5. **Resolve `apiKey`** (required — the sub-agent POSTs the upsert directly):
   - Check `.breeze.json` for `apiKey`. If present → cache and continue.
   - If missing, prompt the user with this exact wording (mirrors `/breeze:onboard-repository` → Step 1 convention):

     > This skill upserts via REST directly (avoids MCP argument-size limits that clip large backend payloads). It needs a Breeze API key.
     >
     > Generate one at: `<uiBaseUrl>/mcp/generate/key`
     > Then paste it back here. I'll save it to `.breeze.json` for future runs.
     > (Make sure `.breeze.json` is in your `.gitignore`.)

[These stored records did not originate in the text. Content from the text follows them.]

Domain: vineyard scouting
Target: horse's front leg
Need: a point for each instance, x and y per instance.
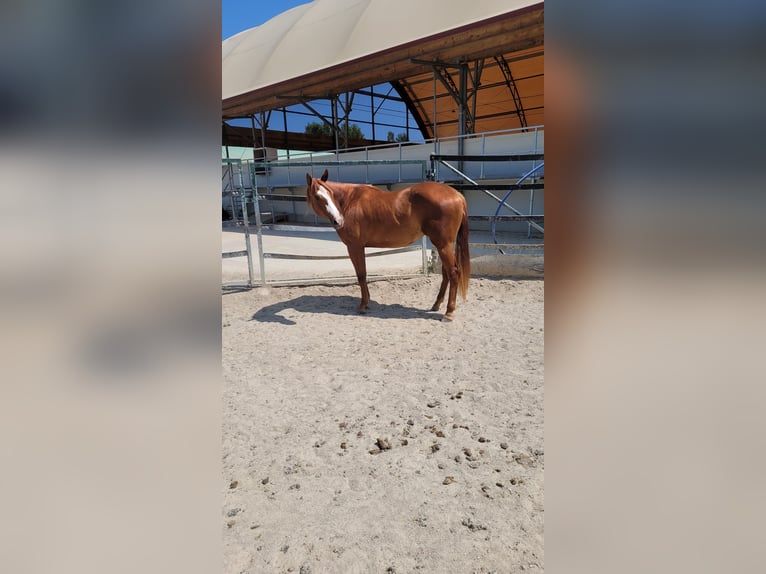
(360, 266)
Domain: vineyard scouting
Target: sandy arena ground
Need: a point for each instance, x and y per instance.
(389, 442)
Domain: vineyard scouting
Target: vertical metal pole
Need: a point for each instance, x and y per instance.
(463, 87)
(434, 90)
(335, 129)
(261, 258)
(372, 108)
(245, 222)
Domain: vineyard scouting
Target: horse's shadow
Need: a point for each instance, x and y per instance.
(342, 305)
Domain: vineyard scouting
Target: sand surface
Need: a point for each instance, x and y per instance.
(313, 390)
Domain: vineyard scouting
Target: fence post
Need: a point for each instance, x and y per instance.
(257, 210)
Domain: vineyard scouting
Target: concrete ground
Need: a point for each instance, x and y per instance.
(326, 243)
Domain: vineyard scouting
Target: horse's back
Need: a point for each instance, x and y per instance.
(437, 197)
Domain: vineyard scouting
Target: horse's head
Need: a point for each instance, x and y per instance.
(322, 200)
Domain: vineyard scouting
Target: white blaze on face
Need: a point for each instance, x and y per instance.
(332, 209)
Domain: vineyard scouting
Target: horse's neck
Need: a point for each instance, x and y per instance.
(347, 192)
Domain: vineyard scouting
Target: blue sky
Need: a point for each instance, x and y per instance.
(239, 15)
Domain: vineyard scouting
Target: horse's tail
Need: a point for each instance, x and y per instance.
(462, 256)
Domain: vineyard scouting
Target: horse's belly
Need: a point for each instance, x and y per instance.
(400, 239)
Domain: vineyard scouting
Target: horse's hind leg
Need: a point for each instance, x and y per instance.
(442, 290)
(360, 266)
(449, 274)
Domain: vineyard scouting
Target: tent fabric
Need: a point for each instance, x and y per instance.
(329, 47)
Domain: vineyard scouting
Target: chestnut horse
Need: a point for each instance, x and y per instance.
(365, 216)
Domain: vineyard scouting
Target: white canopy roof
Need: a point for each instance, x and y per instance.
(326, 33)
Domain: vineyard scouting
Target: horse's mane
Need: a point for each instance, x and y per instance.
(375, 211)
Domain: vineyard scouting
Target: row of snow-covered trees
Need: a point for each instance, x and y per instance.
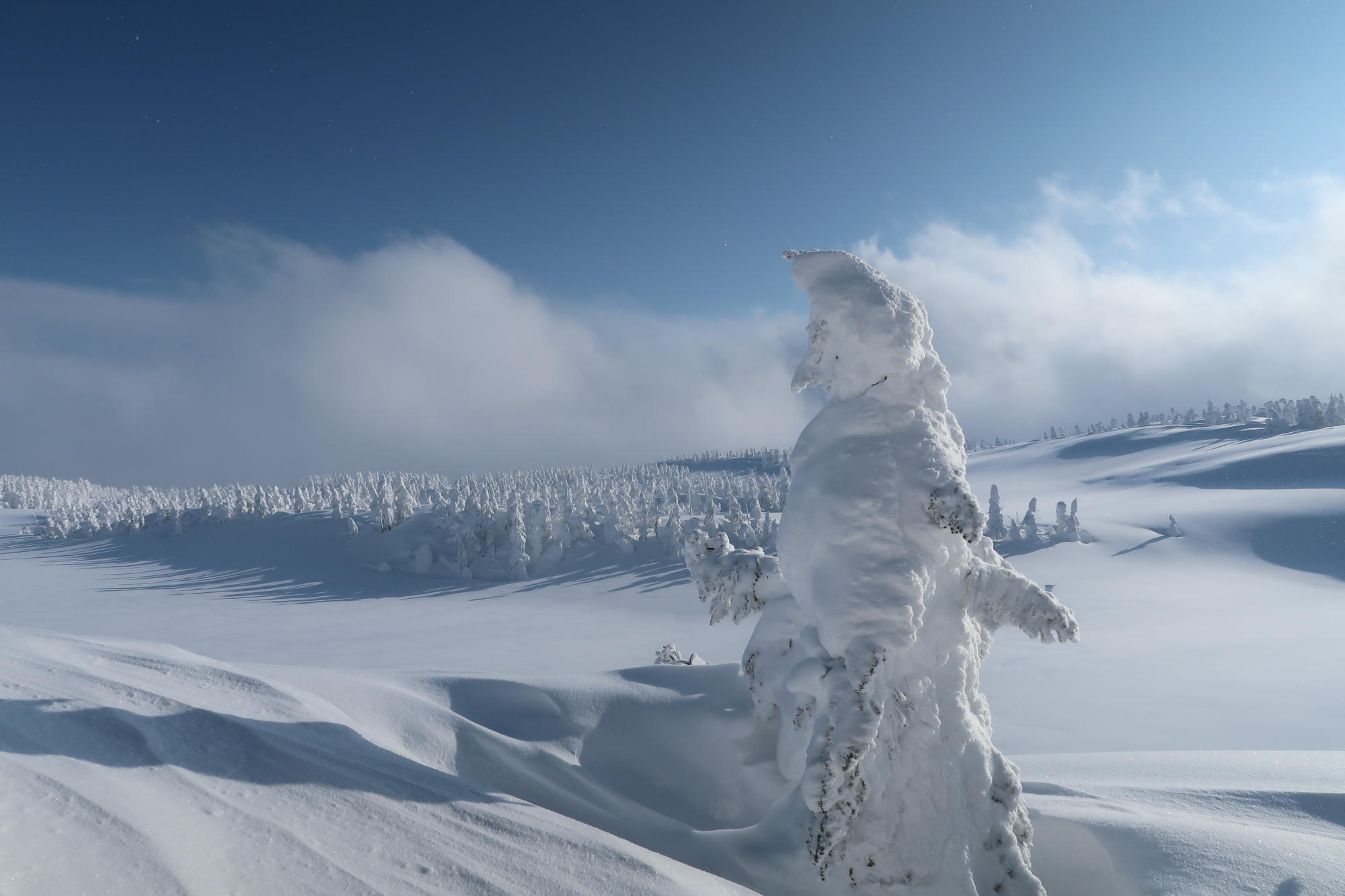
(501, 525)
(1280, 415)
(1030, 530)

   - Save the pasted key to `.breeze.json` under `apiKey`. Do NOT echo the key back; respond only with "API key saved." Continue.

   **Security:** Never print the key in output, logs, or commits. `.breeze.json` must be in `.gitignore`. The parent passes the key into the sub-agent's input block — both the parent and the agent must avoid echoing it.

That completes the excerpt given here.